The baby can’t be fed unless her brother is distracted. The best distraction, admittedly, is 1/2 hour of Dora the Explorer. While the little boy watches TV the baby is fed. Simple, right? Not if Tivo decides not to work and the baby is screaming because she just woke up hungry and the little boy is losing patience and the Mom on the phone can’t give me the right instructions to get Dora to come on. It’s a disaster. While struggling with the TV I check on the little boy: I find my clogs in the kitchen sink with him about to turn the water on. “No, no, I don’t need my shoes washed,” I dump a handful of plastic cups and rubber dog toys in the sink for him to scrub. I give up on Dora. With the baby facing the opposite way I stuff a bottle in her mouth while eying her older brother–he has discovered the sponge excretes an enormous amount of water on the floor. “Not on the floor,” I bark. “Keep the sponge over the sink.” He only tries it a few more times before the message is received.

The baby is furious with me because I put her down to figure out Tivo and then put her down again to warm up her bottle.

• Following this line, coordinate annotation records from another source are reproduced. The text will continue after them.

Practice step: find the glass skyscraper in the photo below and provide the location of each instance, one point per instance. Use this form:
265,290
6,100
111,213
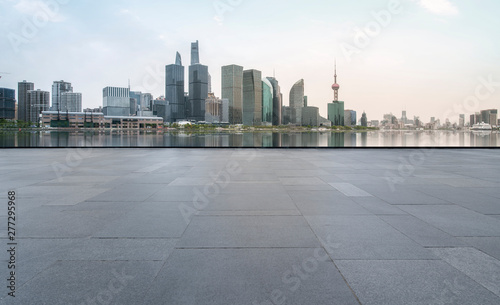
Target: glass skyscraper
297,102
252,98
336,113
23,100
70,102
58,88
38,101
277,102
7,103
174,91
267,101
232,89
198,86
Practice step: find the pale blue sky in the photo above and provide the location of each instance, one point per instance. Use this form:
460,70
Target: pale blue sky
428,59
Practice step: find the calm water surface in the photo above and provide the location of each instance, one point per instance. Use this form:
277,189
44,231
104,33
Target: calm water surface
258,139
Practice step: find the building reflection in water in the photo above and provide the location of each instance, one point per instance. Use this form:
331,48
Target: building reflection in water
257,139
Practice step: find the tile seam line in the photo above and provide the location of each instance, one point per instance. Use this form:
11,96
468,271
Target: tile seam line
331,259
465,274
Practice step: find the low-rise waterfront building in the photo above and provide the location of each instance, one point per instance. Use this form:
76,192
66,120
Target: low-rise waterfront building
58,119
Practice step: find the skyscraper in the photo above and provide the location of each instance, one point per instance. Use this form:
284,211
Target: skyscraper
116,101
267,101
38,101
277,102
198,86
336,108
7,103
195,53
297,102
364,120
174,91
23,100
336,113
252,97
336,86
58,88
70,102
350,118
232,89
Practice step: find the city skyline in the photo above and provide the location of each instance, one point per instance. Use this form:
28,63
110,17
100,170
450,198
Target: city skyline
419,62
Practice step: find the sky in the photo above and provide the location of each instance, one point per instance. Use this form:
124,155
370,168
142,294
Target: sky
432,58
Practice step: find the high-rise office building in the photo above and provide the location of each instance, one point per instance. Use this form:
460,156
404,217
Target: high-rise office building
336,108
310,116
277,102
297,102
58,88
217,110
267,101
116,101
336,86
23,100
350,118
7,103
461,120
70,102
489,116
252,97
195,53
198,86
174,91
232,90
404,118
38,101
364,120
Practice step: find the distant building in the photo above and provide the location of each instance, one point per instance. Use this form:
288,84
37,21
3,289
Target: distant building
336,113
198,86
461,121
489,116
232,90
59,119
23,100
277,102
310,116
58,88
350,118
364,120
286,115
404,118
252,98
94,110
7,103
174,89
297,102
216,109
267,101
478,118
133,107
116,101
336,108
162,109
38,101
71,102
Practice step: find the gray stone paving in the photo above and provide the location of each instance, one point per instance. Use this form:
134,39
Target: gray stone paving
259,227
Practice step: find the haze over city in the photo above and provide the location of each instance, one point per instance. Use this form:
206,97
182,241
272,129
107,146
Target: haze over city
422,56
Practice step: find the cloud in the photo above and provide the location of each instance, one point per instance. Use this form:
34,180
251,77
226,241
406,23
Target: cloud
439,7
40,9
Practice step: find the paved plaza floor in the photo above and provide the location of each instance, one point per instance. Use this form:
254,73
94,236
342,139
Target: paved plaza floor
257,227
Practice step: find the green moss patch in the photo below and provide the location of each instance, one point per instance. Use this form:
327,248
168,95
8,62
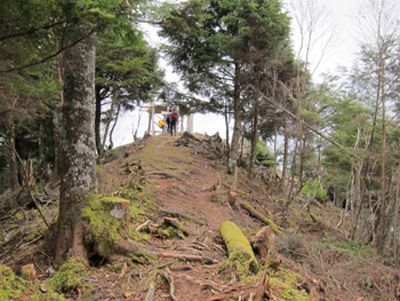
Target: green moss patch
351,249
241,255
69,277
284,286
15,288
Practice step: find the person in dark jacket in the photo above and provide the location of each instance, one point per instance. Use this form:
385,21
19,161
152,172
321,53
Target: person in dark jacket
174,120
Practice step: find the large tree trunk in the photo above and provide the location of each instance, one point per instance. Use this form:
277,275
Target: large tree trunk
226,116
110,118
97,122
78,169
57,120
285,155
11,155
237,128
254,139
301,159
115,121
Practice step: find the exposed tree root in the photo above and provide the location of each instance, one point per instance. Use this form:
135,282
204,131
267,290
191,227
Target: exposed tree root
182,216
170,280
187,257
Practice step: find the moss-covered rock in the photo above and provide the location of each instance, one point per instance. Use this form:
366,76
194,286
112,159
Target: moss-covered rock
15,288
241,255
69,276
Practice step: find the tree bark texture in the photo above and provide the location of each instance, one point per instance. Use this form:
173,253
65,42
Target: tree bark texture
57,121
237,128
10,155
97,122
254,138
78,169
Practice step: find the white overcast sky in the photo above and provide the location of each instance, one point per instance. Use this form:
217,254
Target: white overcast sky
345,17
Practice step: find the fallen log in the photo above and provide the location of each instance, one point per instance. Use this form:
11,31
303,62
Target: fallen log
170,280
262,218
241,255
264,242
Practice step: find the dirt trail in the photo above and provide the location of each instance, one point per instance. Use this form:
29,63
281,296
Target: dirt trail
183,185
180,181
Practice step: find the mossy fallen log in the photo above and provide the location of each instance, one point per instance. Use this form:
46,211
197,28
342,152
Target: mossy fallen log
241,255
261,217
107,230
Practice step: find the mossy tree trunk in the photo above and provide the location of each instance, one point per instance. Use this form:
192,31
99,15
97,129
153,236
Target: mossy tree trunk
237,128
10,153
78,167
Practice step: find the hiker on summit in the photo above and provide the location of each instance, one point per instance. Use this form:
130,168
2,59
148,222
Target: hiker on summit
174,116
168,121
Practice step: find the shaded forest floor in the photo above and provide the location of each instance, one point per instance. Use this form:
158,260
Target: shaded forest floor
312,260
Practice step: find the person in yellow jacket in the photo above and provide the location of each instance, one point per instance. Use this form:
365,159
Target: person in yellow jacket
162,124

She cried huge crocodile tears, her face was bright red, and I could practically see her little heart breaking. She emitted little protest cries throughout her feeding but eventually forgave me. While I monitored the kitchen sink play, the baby watched eagerly from her swing. The mechanical device swings back and forth while playing tinny music. The baby is happy. The little boy is drenched from head to toe and is happy. The baby ‘blows out’ her diaper just when Mom shows up. I completely forgot about the diaper (kids usually poop while sleeping, right? Isn’t the first thing you do after a nap is check their diaper?). I barely figure out how to get the baby’s shirt over her head; luckily she’s still smiling. She’s thrilled to have such one-on-one attention from her baby-sitter. She coos and laughs at me with her little fingers. Wow.

The little boy is tired. He’s mad because I put my clogs on and am ready to go. He cries pitifully while his mother talks with me. We discuss preschool, waiting lists to go to preschool, soccer, the new development of hitting, the guilt she feels over not being able to spend much time with the baby. I’m a good listener, having spent all week with children her son’s age. I see a range of children, I can compare, I can assure her that he’s fine. He’s smart and a good kid despite the new hitting development. Starting preschool at three is fine–two is really young. The baby is learning so much from her brother, it’s ok if the Mom isn’t focused on her 100%. I’m glad to give her a three hour respite in the middle of her week. “It’s all good practice,” I say, for teaching and eventual parenthood. The little boy gives me a mournful wave. His zebra has been removed from time out and is sitting limply next to him. I wave good bye.